The middle portion where Rachel Stein becomes Ellis de Vries and infiltrates the Nazi regime is a stark contrast to its excellent build up. All suggestion is thrown out the door for a crass, misogynistic take on the spy genre. It’s fun to watch, but leaves a bad taste in your mouth. It’s also the type of crude sadism that is likely to offend the typical audience for this type of historical drama. Van Houten once again throws her whole body into the role, and it’s often naked and glowing in this portion of the film. She’s immensely watchable as she becomes a pawn in the games of these fascist men hell bent on mutual annihilation. Once driven by her own wits, she now must be rescued time and again by the amoral men who have fallen under her spell.

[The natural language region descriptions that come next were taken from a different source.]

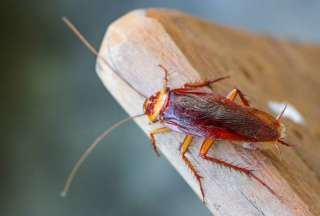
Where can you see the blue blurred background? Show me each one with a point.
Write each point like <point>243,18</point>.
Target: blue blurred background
<point>53,105</point>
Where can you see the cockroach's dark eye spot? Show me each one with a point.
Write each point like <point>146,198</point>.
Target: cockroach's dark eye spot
<point>298,134</point>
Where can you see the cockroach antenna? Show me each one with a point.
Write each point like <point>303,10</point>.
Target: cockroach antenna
<point>282,112</point>
<point>90,149</point>
<point>74,29</point>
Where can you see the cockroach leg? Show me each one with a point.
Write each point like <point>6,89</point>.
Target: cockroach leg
<point>207,144</point>
<point>278,150</point>
<point>153,138</point>
<point>184,149</point>
<point>204,83</point>
<point>165,79</point>
<point>234,93</point>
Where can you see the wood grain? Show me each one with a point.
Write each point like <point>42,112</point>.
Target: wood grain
<point>264,68</point>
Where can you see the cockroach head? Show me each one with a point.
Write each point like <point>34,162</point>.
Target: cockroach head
<point>153,105</point>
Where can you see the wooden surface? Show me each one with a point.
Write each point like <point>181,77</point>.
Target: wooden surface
<point>264,68</point>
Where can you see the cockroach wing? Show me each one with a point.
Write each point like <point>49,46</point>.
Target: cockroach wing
<point>207,115</point>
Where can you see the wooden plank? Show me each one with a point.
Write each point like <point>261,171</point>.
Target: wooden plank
<point>264,68</point>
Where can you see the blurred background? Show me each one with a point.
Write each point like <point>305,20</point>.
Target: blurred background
<point>53,105</point>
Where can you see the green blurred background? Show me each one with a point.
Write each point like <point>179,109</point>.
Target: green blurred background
<point>53,105</point>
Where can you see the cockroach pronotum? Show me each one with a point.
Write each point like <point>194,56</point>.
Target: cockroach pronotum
<point>194,112</point>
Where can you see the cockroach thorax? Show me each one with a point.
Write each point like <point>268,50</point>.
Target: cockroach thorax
<point>153,105</point>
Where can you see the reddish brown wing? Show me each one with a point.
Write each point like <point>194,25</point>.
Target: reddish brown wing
<point>206,115</point>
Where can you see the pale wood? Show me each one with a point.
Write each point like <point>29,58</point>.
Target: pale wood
<point>264,68</point>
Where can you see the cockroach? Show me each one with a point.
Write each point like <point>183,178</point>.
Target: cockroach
<point>197,113</point>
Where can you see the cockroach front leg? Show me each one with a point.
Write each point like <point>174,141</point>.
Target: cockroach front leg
<point>204,83</point>
<point>184,149</point>
<point>208,143</point>
<point>153,138</point>
<point>233,95</point>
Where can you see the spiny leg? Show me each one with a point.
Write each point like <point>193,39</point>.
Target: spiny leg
<point>165,79</point>
<point>234,93</point>
<point>207,144</point>
<point>184,148</point>
<point>153,138</point>
<point>204,83</point>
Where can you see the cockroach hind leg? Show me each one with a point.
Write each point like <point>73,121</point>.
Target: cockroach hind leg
<point>204,83</point>
<point>153,138</point>
<point>236,92</point>
<point>184,149</point>
<point>207,144</point>
<point>166,74</point>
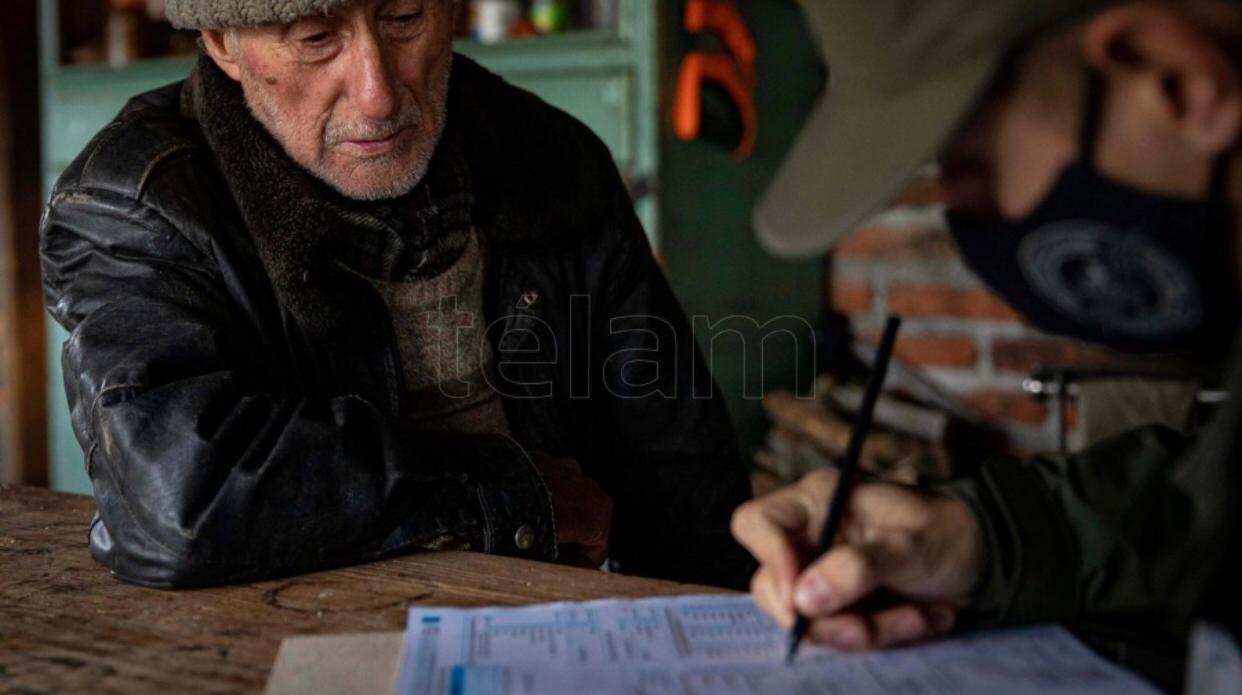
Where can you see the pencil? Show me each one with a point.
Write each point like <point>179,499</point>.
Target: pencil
<point>850,464</point>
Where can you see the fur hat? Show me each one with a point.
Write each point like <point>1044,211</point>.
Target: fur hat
<point>229,14</point>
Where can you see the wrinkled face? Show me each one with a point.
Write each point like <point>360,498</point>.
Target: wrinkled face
<point>357,97</point>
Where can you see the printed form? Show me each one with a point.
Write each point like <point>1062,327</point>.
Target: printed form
<point>708,644</point>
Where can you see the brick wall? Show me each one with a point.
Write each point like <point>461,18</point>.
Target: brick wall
<point>959,334</point>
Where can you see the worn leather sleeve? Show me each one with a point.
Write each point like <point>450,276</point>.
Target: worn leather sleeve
<point>1135,530</point>
<point>677,457</point>
<point>206,473</point>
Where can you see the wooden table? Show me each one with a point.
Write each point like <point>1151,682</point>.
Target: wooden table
<point>67,626</point>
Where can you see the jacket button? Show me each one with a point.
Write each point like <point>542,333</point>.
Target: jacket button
<point>524,539</point>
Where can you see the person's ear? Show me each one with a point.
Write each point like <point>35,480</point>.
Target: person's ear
<point>1192,85</point>
<point>222,50</point>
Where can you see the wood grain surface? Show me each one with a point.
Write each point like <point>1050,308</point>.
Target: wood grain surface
<point>67,626</point>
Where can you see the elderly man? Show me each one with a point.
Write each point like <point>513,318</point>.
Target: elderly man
<point>343,294</point>
<point>1089,154</point>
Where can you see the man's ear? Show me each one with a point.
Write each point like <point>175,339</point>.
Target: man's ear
<point>224,51</point>
<point>1192,83</point>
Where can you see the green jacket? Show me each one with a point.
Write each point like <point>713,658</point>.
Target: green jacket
<point>1129,539</point>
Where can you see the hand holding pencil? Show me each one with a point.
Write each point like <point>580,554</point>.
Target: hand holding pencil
<point>917,550</point>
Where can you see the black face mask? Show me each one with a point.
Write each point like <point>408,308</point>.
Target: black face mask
<point>1108,263</point>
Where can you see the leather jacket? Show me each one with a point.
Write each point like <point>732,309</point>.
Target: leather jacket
<point>237,394</point>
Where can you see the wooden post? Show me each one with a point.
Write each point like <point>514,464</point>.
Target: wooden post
<point>22,370</point>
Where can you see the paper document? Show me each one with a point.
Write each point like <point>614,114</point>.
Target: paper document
<point>703,644</point>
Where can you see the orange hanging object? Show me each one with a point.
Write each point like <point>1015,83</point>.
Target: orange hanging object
<point>732,71</point>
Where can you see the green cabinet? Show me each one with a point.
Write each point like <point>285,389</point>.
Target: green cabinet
<point>606,78</point>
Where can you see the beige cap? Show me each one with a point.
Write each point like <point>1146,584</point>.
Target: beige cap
<point>902,77</point>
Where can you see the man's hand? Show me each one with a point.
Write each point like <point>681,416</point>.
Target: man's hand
<point>581,509</point>
<point>917,545</point>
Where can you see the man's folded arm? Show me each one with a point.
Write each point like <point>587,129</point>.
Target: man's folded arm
<point>204,470</point>
<point>1134,528</point>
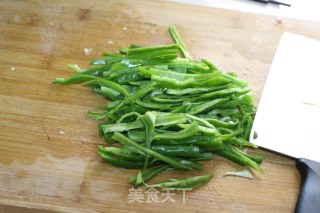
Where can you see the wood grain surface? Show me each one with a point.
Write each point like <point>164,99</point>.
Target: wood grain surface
<point>47,143</point>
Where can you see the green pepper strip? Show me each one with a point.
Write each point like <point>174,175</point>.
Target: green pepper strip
<point>152,49</point>
<point>205,156</point>
<point>183,183</point>
<point>141,93</point>
<point>220,93</point>
<point>128,115</point>
<point>185,133</point>
<point>170,79</point>
<point>176,164</point>
<point>148,120</point>
<point>184,151</point>
<point>188,162</point>
<point>177,38</point>
<point>248,127</point>
<point>207,142</point>
<point>153,105</point>
<point>148,174</point>
<point>236,156</point>
<point>203,129</point>
<point>161,120</point>
<point>109,93</point>
<point>189,91</point>
<point>107,83</point>
<point>73,79</point>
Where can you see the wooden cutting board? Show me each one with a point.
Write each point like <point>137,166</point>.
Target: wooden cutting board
<point>47,143</point>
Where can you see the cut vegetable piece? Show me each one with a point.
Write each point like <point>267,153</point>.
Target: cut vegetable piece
<point>243,173</point>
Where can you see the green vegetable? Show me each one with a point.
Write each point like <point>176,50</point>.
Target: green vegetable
<point>167,112</point>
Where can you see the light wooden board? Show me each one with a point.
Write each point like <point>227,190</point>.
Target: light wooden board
<point>47,143</point>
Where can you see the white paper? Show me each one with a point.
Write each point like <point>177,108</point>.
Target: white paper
<point>288,115</point>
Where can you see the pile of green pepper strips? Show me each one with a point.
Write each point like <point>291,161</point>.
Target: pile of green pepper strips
<point>166,112</point>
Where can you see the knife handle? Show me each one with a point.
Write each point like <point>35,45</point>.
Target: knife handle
<point>309,198</point>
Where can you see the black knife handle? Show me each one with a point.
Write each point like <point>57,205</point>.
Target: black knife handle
<point>309,198</point>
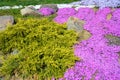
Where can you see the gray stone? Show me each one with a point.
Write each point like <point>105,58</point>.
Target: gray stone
<point>6,20</point>
<point>113,40</point>
<point>75,24</point>
<point>53,6</point>
<point>29,11</point>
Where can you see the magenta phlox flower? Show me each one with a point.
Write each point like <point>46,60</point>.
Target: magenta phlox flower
<point>61,18</point>
<point>85,13</point>
<point>66,11</point>
<point>98,59</point>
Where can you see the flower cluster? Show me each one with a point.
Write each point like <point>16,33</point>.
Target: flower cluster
<point>63,14</point>
<point>102,3</point>
<point>46,11</point>
<point>99,60</point>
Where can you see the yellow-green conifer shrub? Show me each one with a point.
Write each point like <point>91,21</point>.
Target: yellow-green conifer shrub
<point>45,49</point>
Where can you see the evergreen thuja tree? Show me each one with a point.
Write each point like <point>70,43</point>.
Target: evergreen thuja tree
<point>44,50</point>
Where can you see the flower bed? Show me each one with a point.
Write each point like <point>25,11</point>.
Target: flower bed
<point>100,61</point>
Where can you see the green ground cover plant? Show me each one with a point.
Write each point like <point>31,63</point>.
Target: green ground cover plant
<point>32,2</point>
<point>44,50</point>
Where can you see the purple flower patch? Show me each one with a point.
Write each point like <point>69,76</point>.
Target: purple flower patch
<point>46,11</point>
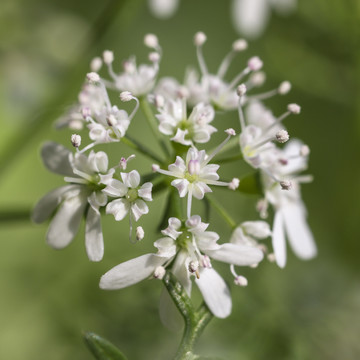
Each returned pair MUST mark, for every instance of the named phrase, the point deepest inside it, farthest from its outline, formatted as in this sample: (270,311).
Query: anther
(76,140)
(241,90)
(108,57)
(151,41)
(96,64)
(240,281)
(139,233)
(282,136)
(93,77)
(294,108)
(284,88)
(286,185)
(234,184)
(159,272)
(255,63)
(240,45)
(199,38)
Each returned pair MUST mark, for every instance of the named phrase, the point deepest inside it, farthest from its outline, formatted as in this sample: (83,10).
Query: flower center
(131,195)
(183,240)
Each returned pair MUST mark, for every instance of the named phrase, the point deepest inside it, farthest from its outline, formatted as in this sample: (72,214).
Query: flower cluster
(182,116)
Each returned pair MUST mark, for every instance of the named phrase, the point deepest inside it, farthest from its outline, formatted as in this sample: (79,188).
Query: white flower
(186,130)
(194,175)
(188,244)
(130,196)
(71,201)
(250,17)
(290,212)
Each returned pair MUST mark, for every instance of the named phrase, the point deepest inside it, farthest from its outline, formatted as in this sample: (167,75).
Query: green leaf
(251,184)
(101,348)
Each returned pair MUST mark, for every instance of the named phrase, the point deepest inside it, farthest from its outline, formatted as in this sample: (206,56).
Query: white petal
(130,272)
(299,234)
(181,185)
(56,158)
(47,204)
(66,222)
(163,8)
(94,241)
(115,188)
(145,191)
(257,229)
(250,16)
(236,254)
(278,239)
(139,208)
(215,292)
(119,208)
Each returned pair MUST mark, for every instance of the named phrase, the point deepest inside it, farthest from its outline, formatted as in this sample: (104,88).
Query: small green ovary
(184,239)
(132,195)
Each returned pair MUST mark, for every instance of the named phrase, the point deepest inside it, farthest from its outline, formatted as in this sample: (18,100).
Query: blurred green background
(309,310)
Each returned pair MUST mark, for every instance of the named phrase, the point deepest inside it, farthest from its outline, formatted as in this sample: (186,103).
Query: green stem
(195,320)
(145,107)
(222,211)
(127,140)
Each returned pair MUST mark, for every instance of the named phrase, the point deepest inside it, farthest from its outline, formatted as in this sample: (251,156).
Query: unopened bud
(154,57)
(159,272)
(111,120)
(304,150)
(286,185)
(155,167)
(255,63)
(151,41)
(193,266)
(96,64)
(240,45)
(282,136)
(126,96)
(230,132)
(199,38)
(234,184)
(93,77)
(241,90)
(108,57)
(284,88)
(257,78)
(76,140)
(139,233)
(205,262)
(294,108)
(85,112)
(240,281)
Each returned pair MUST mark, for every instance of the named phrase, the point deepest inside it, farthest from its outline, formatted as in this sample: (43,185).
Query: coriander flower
(191,247)
(130,197)
(195,174)
(70,202)
(290,212)
(183,129)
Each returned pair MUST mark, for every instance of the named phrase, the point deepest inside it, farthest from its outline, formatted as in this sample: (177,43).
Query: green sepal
(251,184)
(102,349)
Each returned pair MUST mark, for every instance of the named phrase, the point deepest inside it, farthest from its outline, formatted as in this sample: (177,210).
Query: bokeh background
(309,310)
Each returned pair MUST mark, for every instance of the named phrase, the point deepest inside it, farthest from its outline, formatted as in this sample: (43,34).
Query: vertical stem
(195,320)
(145,107)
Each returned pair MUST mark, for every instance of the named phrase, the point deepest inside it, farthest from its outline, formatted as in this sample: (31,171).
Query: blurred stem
(127,140)
(195,320)
(29,129)
(222,211)
(145,107)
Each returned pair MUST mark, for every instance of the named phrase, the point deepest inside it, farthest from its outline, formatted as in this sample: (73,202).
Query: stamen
(230,132)
(199,40)
(96,64)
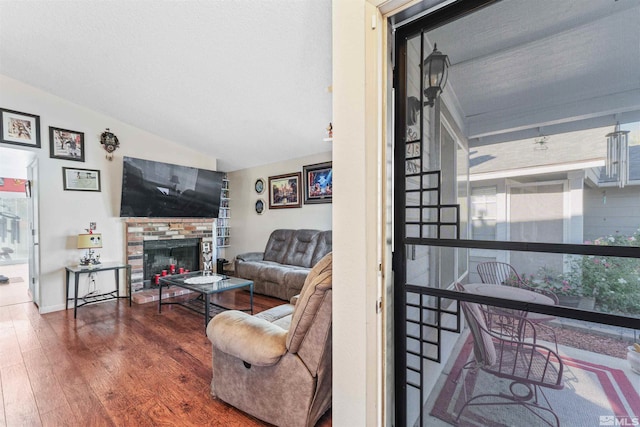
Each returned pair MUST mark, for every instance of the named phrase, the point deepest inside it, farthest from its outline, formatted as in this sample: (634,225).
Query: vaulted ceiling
(244,81)
(248,81)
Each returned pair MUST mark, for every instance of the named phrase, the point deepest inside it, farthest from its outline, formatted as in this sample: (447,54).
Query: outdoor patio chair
(502,273)
(529,366)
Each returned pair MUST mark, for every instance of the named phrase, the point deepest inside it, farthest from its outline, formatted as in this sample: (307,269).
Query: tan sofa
(280,271)
(276,365)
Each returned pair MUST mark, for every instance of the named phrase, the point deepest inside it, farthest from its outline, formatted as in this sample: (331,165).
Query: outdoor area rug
(593,395)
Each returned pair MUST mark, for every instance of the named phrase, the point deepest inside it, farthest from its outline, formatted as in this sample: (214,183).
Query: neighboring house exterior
(547,189)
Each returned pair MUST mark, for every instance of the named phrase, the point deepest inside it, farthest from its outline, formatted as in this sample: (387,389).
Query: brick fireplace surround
(138,230)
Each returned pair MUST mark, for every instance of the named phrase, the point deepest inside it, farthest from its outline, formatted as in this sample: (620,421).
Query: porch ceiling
(520,68)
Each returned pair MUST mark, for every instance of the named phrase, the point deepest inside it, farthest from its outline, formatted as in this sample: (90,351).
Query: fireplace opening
(160,255)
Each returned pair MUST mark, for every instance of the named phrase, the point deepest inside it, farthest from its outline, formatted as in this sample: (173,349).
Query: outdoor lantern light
(617,163)
(435,73)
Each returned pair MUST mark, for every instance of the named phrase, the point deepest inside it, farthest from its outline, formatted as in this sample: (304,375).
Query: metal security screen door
(466,194)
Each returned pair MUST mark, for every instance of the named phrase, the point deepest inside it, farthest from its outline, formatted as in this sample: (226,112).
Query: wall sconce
(435,70)
(617,163)
(109,142)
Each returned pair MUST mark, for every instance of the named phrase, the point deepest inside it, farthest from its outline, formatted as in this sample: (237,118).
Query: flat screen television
(163,190)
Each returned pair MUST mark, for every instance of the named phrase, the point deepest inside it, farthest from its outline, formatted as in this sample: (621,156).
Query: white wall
(611,210)
(250,231)
(358,59)
(63,214)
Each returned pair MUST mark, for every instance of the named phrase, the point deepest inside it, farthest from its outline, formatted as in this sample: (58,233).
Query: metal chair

All changes when the Allied Forces march into the Netherlands triumphant, returning sovereign rule to the bitter Dutch, and striking up deals with the crumbling Nazi infrastructure. The fall out from the multiple double-crossings in the middle portion of the film turn the last third into a pulsating and memorable revenge saga.
Ultimately, justice is in the eye of the beholder, and Verhoeven seems to be saying that all men are capable of evil deeds when their freedom has been taken away and their lives threatened. In his view of war there are no heroes. The only character with any virtue and good sense is a woman, and her inherent “weakness” often leads to pain, tragedy, and humiliation. It’s a troublesome and often fractured view of the world (which leads to the film’s fracturing into three distinct parts), but it’s miraculously held together by Carice Van Houten’s galvanizing performance that emotionally and physically upstages the worst of what Verhoeven can deliver thematically and visually on any given day.